The simplest approach to finding the volume of a body of revolution is through Pappus's $2^{}$ Centroid Theorem. Essentially, the volume of a body of revolution is the area multiplied by the path length of the centroid (call it $R=(R_x,R_y)$, depending on the axis of revolution), Thus, $V=2\pi RA$. Now, we have shown previously that the area under the curve $y =(1-|x|^q)^p$, $x\in[-1,1]$ is given by

$$A=\Psi(p,q)=\frac{2\Gamma(p+1)\Gamma(1+1/q)}{\Gamma(p+1+1/q)}$$

This was readily derived from a formal integration leading in turn to the beta and then gamma functions. For the present problem (positive x only), the area would be half that. Now, we can similarly derive equations for the centroid of the curve, and that turns out to be as follows,

$$R=\frac{1}{2A}\biggr(\Psi(2/q,1,p),\Psi(2p,q)\biggr)$$

So, finally we can determine the volume of revolution of $y =(1-x^q)^p$, $x\in[0,1]$ to be

$$V=\frac{\pi}{2}\biggr(\Psi(2p,q),\Psi(2/q,1,p)\biggr)$$

for revolution about the x and y-axes, respectively.
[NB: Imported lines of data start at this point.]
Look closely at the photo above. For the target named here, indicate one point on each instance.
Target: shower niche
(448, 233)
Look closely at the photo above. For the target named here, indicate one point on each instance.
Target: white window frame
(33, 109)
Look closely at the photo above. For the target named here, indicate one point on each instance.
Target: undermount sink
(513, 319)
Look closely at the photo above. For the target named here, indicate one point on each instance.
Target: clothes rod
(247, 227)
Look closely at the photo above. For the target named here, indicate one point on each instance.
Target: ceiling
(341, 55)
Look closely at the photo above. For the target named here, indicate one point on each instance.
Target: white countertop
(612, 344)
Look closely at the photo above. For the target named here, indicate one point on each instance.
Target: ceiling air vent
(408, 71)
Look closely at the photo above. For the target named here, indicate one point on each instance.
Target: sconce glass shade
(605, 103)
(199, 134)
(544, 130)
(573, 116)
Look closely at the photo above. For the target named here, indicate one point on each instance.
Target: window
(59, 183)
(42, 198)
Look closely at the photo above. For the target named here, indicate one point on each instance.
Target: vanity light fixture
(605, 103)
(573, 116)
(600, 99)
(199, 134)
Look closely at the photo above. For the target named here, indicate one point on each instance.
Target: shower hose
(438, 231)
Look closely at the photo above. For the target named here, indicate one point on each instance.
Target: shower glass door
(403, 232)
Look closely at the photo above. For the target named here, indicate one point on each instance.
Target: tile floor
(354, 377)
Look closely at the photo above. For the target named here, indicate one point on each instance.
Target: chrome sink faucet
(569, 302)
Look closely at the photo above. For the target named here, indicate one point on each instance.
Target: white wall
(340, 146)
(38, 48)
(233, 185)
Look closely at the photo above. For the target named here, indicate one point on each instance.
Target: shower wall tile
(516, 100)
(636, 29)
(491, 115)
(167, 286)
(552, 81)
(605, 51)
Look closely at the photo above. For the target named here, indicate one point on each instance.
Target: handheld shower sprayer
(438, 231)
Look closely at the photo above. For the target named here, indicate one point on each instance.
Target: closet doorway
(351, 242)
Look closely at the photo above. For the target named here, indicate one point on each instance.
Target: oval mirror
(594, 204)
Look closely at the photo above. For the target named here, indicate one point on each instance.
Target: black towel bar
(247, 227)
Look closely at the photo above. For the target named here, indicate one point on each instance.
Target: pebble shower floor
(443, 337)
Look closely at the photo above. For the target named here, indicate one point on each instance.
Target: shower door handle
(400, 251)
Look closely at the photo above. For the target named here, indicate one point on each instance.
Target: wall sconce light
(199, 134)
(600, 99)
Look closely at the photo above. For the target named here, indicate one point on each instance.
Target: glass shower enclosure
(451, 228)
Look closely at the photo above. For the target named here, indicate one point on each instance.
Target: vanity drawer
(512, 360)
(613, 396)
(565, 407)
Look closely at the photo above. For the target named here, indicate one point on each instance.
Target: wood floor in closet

We have determined the volume for the canonical case. In the referenced link we show how to scale the results to the more general case given by $y =b\biggr(1-(x/a)^q\biggr)^p$.

Answer 2

Assuming that the the curve is $|y| = (1 - |x|^q)^p$ so that it is well-behaved for negative $x$, the expression is even, so by symmetry the volume of revolution around the $x$-axis is $$V = 2 \pi \int_0^1 y^2 \,dx = 2 \pi \int_0^1 (1 - x^q)^{2 p} \,dx .$$ Assuming $q > 0$, the substitution $u = x^q$, $du = q x^{q - 1} \,dx$, transforms the integral to $$V_x = \frac{2 \pi}{q} \int_0^1 (1 - u)^{2 p} u^{-\frac{q - 1}{q}} \,du = \frac{2 \pi}{q}\mathrm{B}\left(2 p + 1, \frac{1}{q}\right) = \boxed{\frac{2 \pi}{q} \frac{\Gamma(2 p + 1) \Gamma\left(\frac{1}{q}\right)}{\Gamma\left(2 p + 1 + \frac{1}{q}\right)}} ,$$ provided that $p > -\frac{1}{2}$ (which is necessary for convergence), and where $\mathrm{B}$ and $\Gamma$ are the beta and gamma functions, respectively.

If we solve for $x$ in terms of $y$, we find that $x = (1 - y^\frac{1}{p})^\frac{1}{q}$, and substituting in the above formula for $V_x$ gives that the volume of the solid rotating the curve $|y| = (1 - |x|^p)^q$ around the $y$-axis is $$V_y = \boxed{2 \pi p \frac{\Gamma\left(1 + \frac{2}{q}\right) \Gamma(p)}{\Gamma\left(1 + \frac{2}{q} + p\right)}}$$

Alternatively, we can use the formula $V_y = 2 \pi \int_a^b x y \,dx$, yielding the formula $$V_y = \frac{4 \pi}{q} \frac{\Gamma(p + 1) \Gamma\left(\frac{2}{q}\right)}{\Gamma\left(p + 1 + \frac{2}{q}\right)} ,$$ which can be seen to coincide with the above formula with two applications of the Gamma function identity $\Gamma(z + 1) = z \Gamma(z)$.